Cambio de pantalla y aparece Dolores Redondo celebrando que las tres novelas de la trilogía del Baztán sean de los libros más leídos durante el confinamiento y discutiendo con 300 personas sobre si el agente especial Dupree, de «La cara norte del corazón», debería ser o no afroamericano. Nuevo brinco digital y, alehop, ahí están Javier Cercas deslizando que en un mundo feliz probablemente no existiría la literatura y Santiago Posteguillo escapándose una vez más a la Roma clásica. «El confinamiento saca lo peor de nosotros», constata la psiquiatra Marián Rojas Estapé. Peor aún: permite descubrir que hay escritores que, horror, ordenan sus libros por colores.

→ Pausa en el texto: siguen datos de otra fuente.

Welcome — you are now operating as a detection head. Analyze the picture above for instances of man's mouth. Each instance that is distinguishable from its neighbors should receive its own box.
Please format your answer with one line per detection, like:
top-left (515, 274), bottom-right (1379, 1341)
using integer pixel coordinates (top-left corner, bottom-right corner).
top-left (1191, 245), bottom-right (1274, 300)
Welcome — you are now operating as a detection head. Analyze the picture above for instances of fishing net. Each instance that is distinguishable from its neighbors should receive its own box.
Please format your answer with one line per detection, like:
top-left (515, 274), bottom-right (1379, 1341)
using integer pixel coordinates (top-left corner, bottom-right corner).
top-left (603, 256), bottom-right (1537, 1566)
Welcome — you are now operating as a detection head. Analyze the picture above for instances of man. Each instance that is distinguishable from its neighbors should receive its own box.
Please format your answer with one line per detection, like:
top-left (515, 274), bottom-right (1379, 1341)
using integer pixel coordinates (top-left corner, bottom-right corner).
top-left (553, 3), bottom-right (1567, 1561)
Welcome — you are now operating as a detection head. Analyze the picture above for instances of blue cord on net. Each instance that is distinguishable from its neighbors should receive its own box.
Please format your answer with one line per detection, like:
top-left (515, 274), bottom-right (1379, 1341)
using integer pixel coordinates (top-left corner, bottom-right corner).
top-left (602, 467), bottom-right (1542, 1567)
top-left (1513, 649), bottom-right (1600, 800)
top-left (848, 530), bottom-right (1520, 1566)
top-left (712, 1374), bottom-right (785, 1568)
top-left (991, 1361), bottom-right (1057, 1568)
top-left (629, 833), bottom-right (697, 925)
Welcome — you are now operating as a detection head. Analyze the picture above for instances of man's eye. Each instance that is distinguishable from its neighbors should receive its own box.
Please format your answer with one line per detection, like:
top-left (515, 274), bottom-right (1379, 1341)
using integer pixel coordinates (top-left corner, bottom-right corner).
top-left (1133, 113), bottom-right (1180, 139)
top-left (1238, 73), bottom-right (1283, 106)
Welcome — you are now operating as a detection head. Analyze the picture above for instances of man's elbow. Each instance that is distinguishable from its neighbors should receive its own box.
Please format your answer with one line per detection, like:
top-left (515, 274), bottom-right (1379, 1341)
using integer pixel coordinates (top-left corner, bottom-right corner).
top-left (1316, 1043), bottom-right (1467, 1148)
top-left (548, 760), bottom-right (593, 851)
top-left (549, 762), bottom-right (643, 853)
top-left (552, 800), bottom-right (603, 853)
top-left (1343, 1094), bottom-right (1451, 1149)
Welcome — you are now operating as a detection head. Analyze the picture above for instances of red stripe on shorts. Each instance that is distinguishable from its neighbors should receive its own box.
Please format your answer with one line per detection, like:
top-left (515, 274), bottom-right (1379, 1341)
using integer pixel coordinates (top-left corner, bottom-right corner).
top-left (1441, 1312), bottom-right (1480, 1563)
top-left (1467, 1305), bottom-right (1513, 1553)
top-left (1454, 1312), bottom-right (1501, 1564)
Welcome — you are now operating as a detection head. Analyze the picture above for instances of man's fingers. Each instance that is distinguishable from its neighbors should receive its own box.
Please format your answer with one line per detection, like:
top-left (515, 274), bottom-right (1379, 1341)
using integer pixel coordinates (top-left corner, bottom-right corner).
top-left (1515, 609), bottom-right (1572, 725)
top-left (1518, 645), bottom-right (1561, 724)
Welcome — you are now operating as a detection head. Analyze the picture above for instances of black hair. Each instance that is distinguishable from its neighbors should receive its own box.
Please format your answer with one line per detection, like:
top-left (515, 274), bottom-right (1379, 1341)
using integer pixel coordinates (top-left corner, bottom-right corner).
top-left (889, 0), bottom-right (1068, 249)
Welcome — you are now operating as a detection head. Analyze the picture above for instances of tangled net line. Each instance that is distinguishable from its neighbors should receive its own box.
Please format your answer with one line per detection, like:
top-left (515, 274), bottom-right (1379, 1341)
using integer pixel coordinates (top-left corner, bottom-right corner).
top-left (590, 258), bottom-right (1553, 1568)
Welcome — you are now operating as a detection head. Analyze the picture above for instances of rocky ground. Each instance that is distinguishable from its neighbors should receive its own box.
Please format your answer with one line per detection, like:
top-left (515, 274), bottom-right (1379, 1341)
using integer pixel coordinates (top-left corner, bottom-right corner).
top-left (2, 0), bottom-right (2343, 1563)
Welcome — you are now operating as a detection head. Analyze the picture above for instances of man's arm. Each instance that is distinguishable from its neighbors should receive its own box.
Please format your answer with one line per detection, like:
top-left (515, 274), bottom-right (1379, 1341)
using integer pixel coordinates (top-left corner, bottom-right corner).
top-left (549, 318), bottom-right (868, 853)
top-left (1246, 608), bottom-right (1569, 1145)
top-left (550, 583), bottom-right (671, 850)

Al final, y a falta de lista de los más vendidos, el portal Libelista avanza que los más solicitados en su web son «Boulder», de Eva Baltasar; y «La madre de Frankenstein», de Almudena Grandes. En casa, en cambio, han causado furor el último de Eduardo Mendoza (ha sido, de largo, el que más rápido ha desaparecido de la pila de libros que dejamos en el portal para los vecinos) y también el de Manuel Vilas, lo que hace sospechar que, a pesar de todo, la gente aún tiene el cuerpo para alguna que otra alegría.